Procuró no distraerse, no estropear la impresión de la obra mirando los movimientos del director de orquesta, solemne con su corbata blanca, lo que entretiene tanto la atención en los conciertos. Tampoco quería mirar a las mujeres, tocadas con sombreros, cuyas cintas, especialmente destinadas a tales fiestas, ocultaban delicadamente sus lindas orejas, ni a todas aquellas fisonomías no preocupadas por nada o sólo por las cuestiones más diversas fuera de la música. Quiso sobre todo evitar a los aficionados, grandes habladores casi todos, y con los ojos fijos en el espacio se puso a escuchar.

Pero cuanto más oía la fantasía de El rey Lear tanto más lejos se sentía de poder formar una opinión definida. Juntándose las melodías sin cesar, empezaba la expresión musical del sentimiento para en seguida diluirse en los principios de nuevas expresiones según el capricho del compositor, dejando como única impresión la de la búsqueda penosa de una difícil instrumentación. Pero estos trozos que a veces encontraba excelentes, otras le eran desagradables por inesperados, o bien provocados sin ninguna preparación. Alegría y tristeza, y desesperación, y dulzura, y exaltación, se sucedían con la incoherencia de las ideas de un loco para desaparecer después de la misma manera.

Durante la audición, Levin experimentaba continuamente la impresión de un sordo contemplando una danza.

Cuando la pieza hubo terminado, se sintió perplejo a invadido de una inmensa fatiga provocada por la tensión nerviosa a que inútilmente se había sometido.

Desde todas partes se escucharon grandes aplausos. Todos se levantaron, se movieron de una parte a otra y empezaron a hablar. Queriendo aclarar su desconcierto con la impresión de otros, Levin se dirigió al encuentro de los inteligentes en música y tuvo la suerte y la alegría de ver a uno de los que gozaban de más crédito hablando con su amigo Peszov.

–Es pasmoso –decía Peszov, con su profunda voz de bajo. Buenos días, Constantino Dmitrievich... El pasaje más vivo, el más rico en melodías, es aquel en que aparece Cordelia, en que la mujer, das ewig Weibisgche , entra en lucha con el Destino... ¿No es cierto?

–¿Y qué tiene que ver con esto Cordelia? –preguntó tímidamente Levin, olvidando por completo que aquella fantasía presentaba al rey Lear en la estepa.

–Aparece Cordelia... Mire: aquí... –dijo Peszov, dando golpecitos con los dedos al programa satinado que tenía en la mano y alargándolo a Levin.

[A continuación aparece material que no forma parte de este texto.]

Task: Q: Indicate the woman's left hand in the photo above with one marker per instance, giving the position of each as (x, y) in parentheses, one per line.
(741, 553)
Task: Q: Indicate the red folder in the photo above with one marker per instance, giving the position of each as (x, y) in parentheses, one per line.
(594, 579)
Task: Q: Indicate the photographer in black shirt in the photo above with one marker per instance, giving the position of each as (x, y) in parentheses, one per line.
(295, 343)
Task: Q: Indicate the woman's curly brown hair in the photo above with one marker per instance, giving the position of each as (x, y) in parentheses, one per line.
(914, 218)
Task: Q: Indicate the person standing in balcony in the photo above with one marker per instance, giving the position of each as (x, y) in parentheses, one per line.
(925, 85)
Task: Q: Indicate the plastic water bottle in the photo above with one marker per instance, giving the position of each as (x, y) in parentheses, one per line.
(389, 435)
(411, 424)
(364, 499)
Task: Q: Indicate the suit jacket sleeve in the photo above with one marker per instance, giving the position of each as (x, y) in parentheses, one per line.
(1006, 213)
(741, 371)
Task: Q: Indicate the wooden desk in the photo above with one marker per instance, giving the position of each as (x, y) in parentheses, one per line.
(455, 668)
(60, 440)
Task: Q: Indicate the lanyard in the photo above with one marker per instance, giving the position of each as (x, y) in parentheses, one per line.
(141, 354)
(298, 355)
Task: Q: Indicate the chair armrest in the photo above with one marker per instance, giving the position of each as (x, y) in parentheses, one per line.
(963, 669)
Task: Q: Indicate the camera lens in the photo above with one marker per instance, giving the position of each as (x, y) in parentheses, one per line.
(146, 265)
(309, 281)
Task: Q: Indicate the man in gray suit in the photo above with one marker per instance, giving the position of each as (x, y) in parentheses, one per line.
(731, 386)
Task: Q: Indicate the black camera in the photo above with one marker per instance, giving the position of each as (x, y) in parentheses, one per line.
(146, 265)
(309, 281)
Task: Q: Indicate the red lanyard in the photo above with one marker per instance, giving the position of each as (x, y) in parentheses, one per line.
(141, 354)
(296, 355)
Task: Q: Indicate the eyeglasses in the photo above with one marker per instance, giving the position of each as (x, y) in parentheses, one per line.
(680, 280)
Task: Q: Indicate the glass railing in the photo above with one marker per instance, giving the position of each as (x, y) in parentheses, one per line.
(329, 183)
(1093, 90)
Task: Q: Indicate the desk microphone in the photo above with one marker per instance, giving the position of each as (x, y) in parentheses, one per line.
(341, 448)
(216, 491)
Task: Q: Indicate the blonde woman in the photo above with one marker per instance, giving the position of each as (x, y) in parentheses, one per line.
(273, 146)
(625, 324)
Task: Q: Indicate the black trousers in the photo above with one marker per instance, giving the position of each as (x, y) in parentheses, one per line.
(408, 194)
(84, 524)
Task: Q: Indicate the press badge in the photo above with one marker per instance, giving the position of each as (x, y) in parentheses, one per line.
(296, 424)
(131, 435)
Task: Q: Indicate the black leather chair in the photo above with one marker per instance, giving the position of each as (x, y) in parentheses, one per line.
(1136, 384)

Sólo entonces Levin recordó el título de la fantasía y se apresuró a leer, traducidos al ruso en el programa, al dorso de éste, los versos de Shakespeare.

–Sin esto, es imposible seguir la música –dijo Peszov dirigiéndose a Levin porque su otro interlocutor se había marchado y no tenía con quién hablar.

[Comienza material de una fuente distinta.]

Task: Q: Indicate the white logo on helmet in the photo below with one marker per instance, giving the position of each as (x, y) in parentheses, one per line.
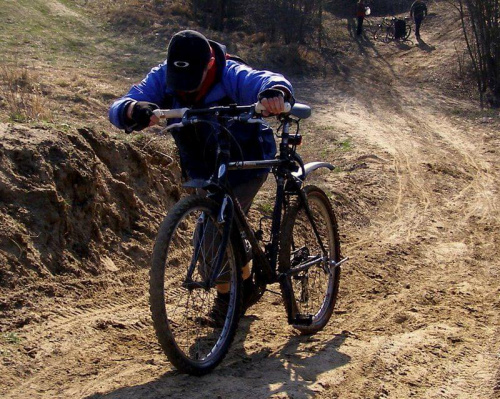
(181, 64)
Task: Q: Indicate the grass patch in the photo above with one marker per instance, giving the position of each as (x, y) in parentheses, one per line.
(11, 338)
(345, 145)
(21, 95)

En el intermedio, entre Levin y Peszov se entabló una discusión sobre las cualidades y los defectos de las directrices seguidas por Wagner en su música. Levin decía que el error de Wagner, como el de todos sus seguidores, consiste en querer introducir la música en el campo de otro arte, y que yerra también la poesía cuando describe los rasgos de un rostro, lo que debe dejarse a la pintura.

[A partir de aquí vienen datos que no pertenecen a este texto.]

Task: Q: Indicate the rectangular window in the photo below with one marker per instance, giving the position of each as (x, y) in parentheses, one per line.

Como ejemplo de tal error Levin adujo el del escultor que quiso cincelar en mármol rodeando la figura del poeta en el pedestal las pretendidas sombras de sus inspiraciones.

–Estas sombras del escultor tienen tan poco de sombras, que se tiene la impresión de que se sostienen merced a la escalera –concluyó Levin. Y se sintió satisfecho de su frase.

Pero apenas la había dicho, cuando se dio cuenta de que acaso la había dicho ya en otra ocasión y precisamente al mismo Peszov, y se sintió turbado.

Peszov, por su parte, demostraba que el arte es único y que puede llegar a su máxima expresión sólo en la unión de todos sus aspectos.

La segunda obra del concierto, Levin no pudo escucharla. Peszov, a su lado, le habló casi todo el tiempo, criticando esta composición por su sencillez, demasiado exagerada, azucarada, artificial, y comparándola con la ingenuidad de los prerrafaelistas en la pintura.

A la salida, Levin encontró muchos conocidos, con los cuales habló de política, de música y de amigos y conocidos comunes.

Entre otros, encontró al conde Bolh, de la visita al cual se había ya olvidado por completo.

–Bueno, pues, vaya ahora –le indicó Lvova, a la que habló de aquel olvido–. Puede ser que no le reciban, con lo que ganaría tiempo, y podría ir a buscarme en seguida a la Comisión. Yo estaré todavía allí.